Woodland creatures will find you in the night, and they will defile you. Mark Hay, superhuman, tells the terrifying tale:

In case squirrels aren't friendly enough for you, Jorda Kovash spotted this raccoon outside Claremont.

Something about the sound of nail upon metal, the grating and skittering and scraping of it, irks me dearly—so much that it can pull me from the deepest slumber. So when I awoke yesterday to that chalkboard screech and clatter, suffice it to say I was irritated. Surprising, how quickly the welling annoyance in one’s heart can condense with confusion and then sink leaden into one’s gut in bold terror—this I learned when I opened my eyes to investigate and saw a furry little face peering down at me.

The squirrel was perched half a foot over my bed, atop the radiator box beside my headboard.

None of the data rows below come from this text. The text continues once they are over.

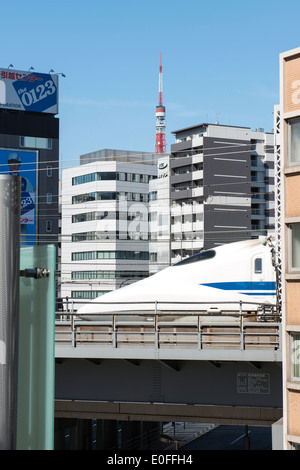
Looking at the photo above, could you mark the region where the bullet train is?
[77,237,276,320]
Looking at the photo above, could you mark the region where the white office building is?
[149,123,275,273]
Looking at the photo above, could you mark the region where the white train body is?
[77,239,276,319]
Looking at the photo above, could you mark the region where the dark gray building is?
[150,123,274,271]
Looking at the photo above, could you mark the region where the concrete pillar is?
[0,175,21,450]
[272,418,284,450]
[96,419,118,450]
[69,419,93,450]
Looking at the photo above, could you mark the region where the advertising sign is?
[284,55,300,113]
[0,69,58,114]
[0,149,38,246]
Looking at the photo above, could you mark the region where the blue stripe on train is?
[201,281,276,295]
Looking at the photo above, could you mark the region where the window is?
[290,223,300,270]
[46,220,52,232]
[254,258,262,274]
[291,333,300,380]
[288,118,300,165]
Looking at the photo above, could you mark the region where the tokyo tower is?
[155,54,166,153]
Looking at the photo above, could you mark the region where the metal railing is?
[55,305,281,350]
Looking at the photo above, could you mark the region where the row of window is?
[72,171,156,186]
[71,270,149,279]
[72,191,149,204]
[72,251,149,261]
[20,136,52,149]
[71,290,109,299]
[72,230,149,242]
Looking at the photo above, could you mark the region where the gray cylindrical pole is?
[0,175,21,450]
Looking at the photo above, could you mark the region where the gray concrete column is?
[96,419,118,450]
[0,175,21,450]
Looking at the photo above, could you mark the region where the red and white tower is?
[155,54,166,153]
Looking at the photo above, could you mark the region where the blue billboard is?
[0,149,38,246]
[0,69,58,114]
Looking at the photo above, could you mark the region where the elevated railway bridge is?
[55,303,282,448]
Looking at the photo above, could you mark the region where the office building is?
[277,48,300,450]
[60,149,157,308]
[0,69,59,246]
[150,123,275,272]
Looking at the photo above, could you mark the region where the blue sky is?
[0,0,300,167]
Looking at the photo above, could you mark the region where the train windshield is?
[173,250,216,266]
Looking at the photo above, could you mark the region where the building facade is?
[0,69,59,246]
[280,48,300,450]
[150,123,275,272]
[60,149,156,308]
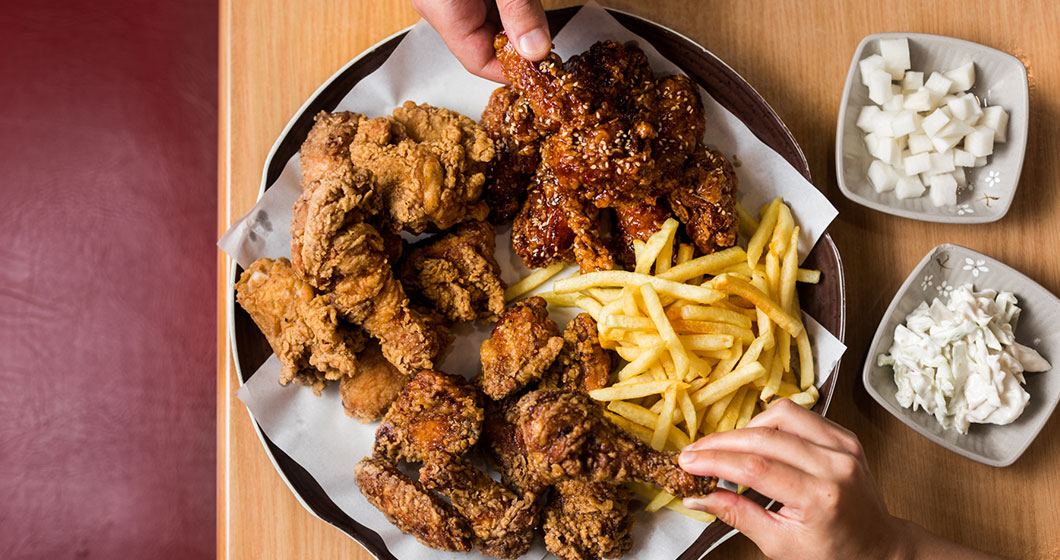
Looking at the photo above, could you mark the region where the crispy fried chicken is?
[339,340,409,422]
[401,222,505,322]
[374,369,483,462]
[355,457,474,553]
[290,112,446,373]
[235,259,365,395]
[478,297,563,400]
[508,389,717,497]
[420,457,540,559]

Somewhere in the back of my mind, I had always feared this day, but had suppressed it behind a conviction that it could never happen. I sleep with my window open. I like the breeze. And I use no mosquito screen (the pests seem to, like most other living creatures, find my flesh too repulsive to bother sucking me dry). Somehow this woodland denizen had scaled the façade of 47 Claremont, perched atop my sixth floor sill, and decided to pay me a visit. I always figured any unexpected visitors would be pigeons.

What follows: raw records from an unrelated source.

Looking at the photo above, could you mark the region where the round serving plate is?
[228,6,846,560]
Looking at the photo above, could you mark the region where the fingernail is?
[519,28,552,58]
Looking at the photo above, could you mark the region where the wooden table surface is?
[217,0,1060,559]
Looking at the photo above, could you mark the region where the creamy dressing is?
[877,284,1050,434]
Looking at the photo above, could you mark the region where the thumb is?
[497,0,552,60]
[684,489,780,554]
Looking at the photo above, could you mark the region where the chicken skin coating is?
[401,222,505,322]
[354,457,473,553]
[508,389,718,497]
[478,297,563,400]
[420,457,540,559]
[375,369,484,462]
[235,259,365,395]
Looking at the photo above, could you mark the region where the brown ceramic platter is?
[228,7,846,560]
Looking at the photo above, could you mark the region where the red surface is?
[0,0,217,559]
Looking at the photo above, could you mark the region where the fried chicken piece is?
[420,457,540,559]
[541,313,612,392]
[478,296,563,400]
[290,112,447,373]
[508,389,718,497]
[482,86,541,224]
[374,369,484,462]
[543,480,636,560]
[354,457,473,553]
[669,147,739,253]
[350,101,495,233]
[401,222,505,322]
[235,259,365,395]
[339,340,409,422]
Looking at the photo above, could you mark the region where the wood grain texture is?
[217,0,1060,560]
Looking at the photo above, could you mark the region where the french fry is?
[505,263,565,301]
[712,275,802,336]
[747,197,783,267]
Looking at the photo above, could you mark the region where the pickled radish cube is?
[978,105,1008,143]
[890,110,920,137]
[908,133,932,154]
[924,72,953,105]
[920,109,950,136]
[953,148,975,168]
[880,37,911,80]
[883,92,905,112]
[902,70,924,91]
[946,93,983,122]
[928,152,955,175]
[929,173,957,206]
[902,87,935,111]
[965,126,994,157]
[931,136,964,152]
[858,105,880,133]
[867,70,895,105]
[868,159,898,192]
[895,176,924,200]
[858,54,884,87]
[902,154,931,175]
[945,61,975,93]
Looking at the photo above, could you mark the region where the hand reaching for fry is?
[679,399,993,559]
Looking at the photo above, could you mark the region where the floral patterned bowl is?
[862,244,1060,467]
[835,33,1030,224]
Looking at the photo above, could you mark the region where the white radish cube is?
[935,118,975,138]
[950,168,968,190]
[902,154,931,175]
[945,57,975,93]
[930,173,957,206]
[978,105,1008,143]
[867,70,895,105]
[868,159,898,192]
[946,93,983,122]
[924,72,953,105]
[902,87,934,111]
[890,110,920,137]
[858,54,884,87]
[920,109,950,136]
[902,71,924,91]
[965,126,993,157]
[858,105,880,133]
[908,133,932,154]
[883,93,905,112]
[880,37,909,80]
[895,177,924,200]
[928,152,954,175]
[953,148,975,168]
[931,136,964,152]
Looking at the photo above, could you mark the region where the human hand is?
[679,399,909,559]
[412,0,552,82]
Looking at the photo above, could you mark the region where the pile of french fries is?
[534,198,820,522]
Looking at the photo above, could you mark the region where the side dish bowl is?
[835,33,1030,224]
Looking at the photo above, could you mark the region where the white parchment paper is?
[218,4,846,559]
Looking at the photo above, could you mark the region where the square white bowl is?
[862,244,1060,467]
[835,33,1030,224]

I coiled up off of my stomach, back arched and resting on my haunches, eyes wide and hands hanging in front of my chest in prissy caution and terror—a dead mirror to the squirrel’s natural posture. I screamed:

“Squirrel!”

He moved back a pace, cocked his head. We sat for a moment, wondering at each other. I decided upon a course of action.

Stretching out my hand a foot before his face, I began a beat-poet snap, accompanied by a mixture of pleas and commands: “Leave, shoo, go, please, please, get, get out, go!”

With each snap, my visitor withdrew a step, two, out the window, onto the sill. I slammed down the window and stood, shirtless and disheveled, staring at my exiled guest. He seemed confused—bold as New York squirrels are, they seem unable to understand how they could be denied access to any corner of the city. He turned, giving me a clear and long view of his little, fuzzy ass, and then descended.

Mothers and daughters, close your windows. Morningside Heights is no longer safe; your dorm is no longer sacred.